El sonido destemplado del despertador espoleó a abrir los ojos a Juan. Se revolvió entre las sábanas, se dio la vuelta, los cerró y trató de dormir un poco más. Se encontraba nervioso y apenas había podido pegar ojo; era el día de su boda. 
   Los abrió de nuevo. El editor fluorescente del programador, le reveló que habían transcurrido quince minutos. Alterado, salió del edredón, se sentó sobre la cama y se restregó el picor de los ojos. Estiró los brazos con pereza y se puso de pie, se acercó al ordenador, pulsó un icono y eligió una melodía de la lista. 
   Se aisló en el cuarto de baño; se ducho, se afeitó, pulsó un automático y ordenada, su ropa estuvo lista para su confirmación. Comparó los datos en un gráfico, marcó Apto, y a continuación, utilizando un agente químico antiséptico, la desinfectó con prudencia de posibles radiaciones ionizantes. 

   Salió de la habitación, caminó por el estrecho cubículo iluminado con luz ambarina de neón, pulsó el timbre de la portezuela de enfrente. Lo recibieron todos. Su padre y ahora Padrino de velación; el Padrino de anillos; el Padrino de lazo; y como Padrino de arras, un viejo amigo de la infancia. 
   Sirvieron varias rondas de aguardiente hasta embriagarse y entonces lo abrazaron deseándole suerte; algunos incluso, con lágrimas en los ojos. 

   Juan se sintió agradecido y emocionado por tanta efusividad. Le habían contado tantas cosas hermosas sobre las mujeres... 

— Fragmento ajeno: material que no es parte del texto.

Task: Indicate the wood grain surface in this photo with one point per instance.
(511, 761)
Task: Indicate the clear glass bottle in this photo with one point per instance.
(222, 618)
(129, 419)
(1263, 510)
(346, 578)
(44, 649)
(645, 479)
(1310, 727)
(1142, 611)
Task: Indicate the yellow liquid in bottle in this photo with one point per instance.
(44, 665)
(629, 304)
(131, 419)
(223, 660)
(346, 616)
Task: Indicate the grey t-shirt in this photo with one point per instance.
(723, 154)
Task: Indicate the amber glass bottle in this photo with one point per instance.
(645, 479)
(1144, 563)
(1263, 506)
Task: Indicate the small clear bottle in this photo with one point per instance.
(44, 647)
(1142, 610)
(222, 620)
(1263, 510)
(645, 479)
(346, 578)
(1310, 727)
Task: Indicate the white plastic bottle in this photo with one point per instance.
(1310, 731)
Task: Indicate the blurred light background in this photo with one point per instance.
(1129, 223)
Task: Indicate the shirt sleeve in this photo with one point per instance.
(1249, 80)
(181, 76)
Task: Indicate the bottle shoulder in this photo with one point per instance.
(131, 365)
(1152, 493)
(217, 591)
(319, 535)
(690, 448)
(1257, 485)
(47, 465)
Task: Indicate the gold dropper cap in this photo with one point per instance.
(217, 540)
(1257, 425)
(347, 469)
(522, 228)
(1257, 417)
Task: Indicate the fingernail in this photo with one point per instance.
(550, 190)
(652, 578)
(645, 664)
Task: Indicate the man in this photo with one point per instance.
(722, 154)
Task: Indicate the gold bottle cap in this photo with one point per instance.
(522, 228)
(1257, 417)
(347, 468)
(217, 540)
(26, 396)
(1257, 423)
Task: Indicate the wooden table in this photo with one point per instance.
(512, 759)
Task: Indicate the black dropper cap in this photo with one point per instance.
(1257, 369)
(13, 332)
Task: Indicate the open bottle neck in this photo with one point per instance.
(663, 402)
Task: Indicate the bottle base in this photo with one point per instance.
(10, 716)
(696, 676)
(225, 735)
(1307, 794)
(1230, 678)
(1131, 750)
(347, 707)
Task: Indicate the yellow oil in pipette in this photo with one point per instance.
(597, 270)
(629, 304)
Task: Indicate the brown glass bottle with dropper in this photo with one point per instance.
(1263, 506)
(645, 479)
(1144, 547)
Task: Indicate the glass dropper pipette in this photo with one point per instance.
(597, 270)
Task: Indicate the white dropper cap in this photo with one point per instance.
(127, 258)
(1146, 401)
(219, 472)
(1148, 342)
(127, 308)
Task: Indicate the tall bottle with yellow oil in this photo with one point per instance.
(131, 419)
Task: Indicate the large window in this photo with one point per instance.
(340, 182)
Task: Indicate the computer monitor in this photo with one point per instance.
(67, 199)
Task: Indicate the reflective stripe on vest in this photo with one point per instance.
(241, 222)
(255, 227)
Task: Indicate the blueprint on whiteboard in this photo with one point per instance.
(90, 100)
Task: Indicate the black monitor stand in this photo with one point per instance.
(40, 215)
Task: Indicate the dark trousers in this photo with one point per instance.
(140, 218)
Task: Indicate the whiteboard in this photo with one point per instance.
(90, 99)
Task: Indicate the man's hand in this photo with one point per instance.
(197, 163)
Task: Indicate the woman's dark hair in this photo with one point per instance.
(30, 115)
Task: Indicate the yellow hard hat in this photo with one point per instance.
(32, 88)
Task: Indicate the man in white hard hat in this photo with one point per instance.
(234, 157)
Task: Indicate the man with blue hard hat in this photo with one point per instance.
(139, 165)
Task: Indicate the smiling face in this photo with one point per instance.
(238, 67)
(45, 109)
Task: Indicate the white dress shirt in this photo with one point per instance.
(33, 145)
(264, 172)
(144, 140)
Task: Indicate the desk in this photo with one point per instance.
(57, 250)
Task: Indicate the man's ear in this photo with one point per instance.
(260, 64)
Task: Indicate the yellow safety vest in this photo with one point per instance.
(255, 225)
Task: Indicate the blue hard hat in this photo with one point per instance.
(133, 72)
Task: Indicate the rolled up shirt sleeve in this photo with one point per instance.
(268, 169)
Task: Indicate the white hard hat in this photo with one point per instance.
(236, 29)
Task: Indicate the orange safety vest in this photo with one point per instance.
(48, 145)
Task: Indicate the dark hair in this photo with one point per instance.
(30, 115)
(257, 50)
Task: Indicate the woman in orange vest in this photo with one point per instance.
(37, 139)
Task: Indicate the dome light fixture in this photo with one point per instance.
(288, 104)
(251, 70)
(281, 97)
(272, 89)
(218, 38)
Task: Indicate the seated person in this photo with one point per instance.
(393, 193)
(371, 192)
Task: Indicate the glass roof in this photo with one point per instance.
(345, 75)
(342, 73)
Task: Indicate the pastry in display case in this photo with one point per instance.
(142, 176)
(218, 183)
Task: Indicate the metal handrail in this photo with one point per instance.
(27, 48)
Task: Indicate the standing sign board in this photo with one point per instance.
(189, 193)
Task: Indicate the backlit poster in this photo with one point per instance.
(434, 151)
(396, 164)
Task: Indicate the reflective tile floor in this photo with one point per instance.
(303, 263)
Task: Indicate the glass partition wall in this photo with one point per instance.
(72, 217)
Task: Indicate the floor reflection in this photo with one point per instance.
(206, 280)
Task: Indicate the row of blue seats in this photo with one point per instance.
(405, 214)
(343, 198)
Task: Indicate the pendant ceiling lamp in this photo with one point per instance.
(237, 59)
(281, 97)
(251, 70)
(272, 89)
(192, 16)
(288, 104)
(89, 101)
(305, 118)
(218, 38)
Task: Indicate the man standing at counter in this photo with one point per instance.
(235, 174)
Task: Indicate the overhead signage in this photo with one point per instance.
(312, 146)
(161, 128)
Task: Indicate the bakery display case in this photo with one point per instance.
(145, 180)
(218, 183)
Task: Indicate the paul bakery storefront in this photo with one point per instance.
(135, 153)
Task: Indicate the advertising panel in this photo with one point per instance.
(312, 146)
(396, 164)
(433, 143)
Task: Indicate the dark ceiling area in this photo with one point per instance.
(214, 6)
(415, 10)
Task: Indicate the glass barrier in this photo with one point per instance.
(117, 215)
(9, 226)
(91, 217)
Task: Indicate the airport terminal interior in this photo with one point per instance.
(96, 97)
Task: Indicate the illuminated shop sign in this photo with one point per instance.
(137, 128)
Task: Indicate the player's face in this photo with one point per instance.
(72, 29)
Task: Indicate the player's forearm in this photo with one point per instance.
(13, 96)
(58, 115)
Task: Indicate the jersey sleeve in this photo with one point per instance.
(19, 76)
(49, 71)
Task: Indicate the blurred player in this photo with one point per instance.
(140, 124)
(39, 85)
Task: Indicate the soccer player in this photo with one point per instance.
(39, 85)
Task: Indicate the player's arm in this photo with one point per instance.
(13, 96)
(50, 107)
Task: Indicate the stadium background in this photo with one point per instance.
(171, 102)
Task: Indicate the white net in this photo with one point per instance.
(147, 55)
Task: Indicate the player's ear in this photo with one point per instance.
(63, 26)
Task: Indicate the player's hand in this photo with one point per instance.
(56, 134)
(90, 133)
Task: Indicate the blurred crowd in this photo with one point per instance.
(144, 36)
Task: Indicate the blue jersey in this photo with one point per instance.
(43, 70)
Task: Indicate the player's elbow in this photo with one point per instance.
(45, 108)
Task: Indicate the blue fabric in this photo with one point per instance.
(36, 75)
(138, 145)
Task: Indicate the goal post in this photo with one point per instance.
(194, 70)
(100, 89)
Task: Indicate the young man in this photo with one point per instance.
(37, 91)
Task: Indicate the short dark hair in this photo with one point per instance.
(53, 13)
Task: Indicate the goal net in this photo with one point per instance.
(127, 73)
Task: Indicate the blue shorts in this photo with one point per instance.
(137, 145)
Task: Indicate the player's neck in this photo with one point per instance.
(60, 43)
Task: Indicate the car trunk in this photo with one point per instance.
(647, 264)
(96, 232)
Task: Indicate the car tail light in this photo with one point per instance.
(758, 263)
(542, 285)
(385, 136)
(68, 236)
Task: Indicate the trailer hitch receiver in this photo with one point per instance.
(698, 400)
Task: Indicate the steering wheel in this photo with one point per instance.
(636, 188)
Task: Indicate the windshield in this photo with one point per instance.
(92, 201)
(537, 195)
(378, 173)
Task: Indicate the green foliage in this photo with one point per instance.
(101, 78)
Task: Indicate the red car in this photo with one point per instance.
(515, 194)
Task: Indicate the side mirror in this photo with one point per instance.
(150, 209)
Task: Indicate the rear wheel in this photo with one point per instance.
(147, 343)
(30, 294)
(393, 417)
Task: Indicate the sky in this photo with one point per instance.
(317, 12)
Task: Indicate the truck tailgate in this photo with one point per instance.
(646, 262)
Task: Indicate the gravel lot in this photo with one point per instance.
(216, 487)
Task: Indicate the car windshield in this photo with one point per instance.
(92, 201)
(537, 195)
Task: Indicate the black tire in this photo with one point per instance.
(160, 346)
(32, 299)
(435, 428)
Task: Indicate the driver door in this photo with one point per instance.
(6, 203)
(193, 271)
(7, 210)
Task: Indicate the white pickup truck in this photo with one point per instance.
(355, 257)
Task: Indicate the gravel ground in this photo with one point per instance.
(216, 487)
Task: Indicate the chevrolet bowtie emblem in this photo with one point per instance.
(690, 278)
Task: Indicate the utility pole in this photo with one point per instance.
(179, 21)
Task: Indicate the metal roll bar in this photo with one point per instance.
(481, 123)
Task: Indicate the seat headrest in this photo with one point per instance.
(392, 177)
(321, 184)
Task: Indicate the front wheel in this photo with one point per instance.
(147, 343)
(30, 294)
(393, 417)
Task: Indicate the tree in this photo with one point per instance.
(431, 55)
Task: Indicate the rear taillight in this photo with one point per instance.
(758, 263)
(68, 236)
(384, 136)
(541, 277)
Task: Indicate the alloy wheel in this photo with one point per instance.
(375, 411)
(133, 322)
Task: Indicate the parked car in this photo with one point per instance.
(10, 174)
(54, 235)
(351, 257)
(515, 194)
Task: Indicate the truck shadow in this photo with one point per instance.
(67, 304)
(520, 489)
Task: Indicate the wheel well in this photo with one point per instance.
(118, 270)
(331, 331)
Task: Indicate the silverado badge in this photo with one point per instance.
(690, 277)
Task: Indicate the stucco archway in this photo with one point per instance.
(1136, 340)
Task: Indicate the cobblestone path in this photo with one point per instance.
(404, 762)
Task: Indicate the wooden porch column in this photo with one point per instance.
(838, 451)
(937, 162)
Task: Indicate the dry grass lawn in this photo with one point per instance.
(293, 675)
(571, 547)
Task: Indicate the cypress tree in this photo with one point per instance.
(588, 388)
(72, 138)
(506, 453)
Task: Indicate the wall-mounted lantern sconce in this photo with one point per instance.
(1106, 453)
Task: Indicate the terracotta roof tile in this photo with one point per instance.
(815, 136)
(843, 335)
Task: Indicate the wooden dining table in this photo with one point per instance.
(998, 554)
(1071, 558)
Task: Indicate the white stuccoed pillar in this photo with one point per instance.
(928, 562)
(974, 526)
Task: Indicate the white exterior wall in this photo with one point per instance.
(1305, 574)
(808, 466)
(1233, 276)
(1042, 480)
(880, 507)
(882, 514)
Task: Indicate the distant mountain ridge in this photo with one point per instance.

    Sin pérdida de tiempo partieron hacia La Catedral. 
   Subieron al ascensor, abrieron la portezuela y salieron de las entrañas de la tierra. Juan no había estado nunca en el exterior, y presenciar un paisaje al que sus superiores jamás se referían, fue recibir un mazazo que lo dejó confundido y turbado. Un astro rojo gigantesco caldeaba una extensión infinita, manteniéndola a una temperatura de aproximadamente 150ºcentígrados. Cubiertos de trajes térmicos y gafas solares anti radiación, se pusieron en marcha. 
   Abriéndose paso en un paraje muerto, caminaron durante cerca de ocho horas. Se detuvieron en lo alto de un risco y contemplaron el desierto: monstruoso, estéril y vacío, que constituía aquella tierra inhóspita. 
   Oráculos especulaban que antaño, en superficie, hubo grandes extensiones de agua, pero ¿era posible con aquel calor extremo? Resultaba obvio: No. 
   Prosiguieron durante dos días más, y al anochecer del tercero, admiraron las elevadas y extrañas cortaduras de piedra dibujándose contra el perfil de la luna. Con una longitud de trescientos metros y una altitud de aproximadamente doscientos, La Catedral se integró en sus miradas. Sin saber exactamente de qué se trataba, intuyeron que pertenecía a un pasado remoto y ya olvidado. Y dentro de aquel espacio semiderruido, construida con tela proteica, hileras perfectas y translúcidas, hechas con seda untuosa, permanecían a la espera del consorte. 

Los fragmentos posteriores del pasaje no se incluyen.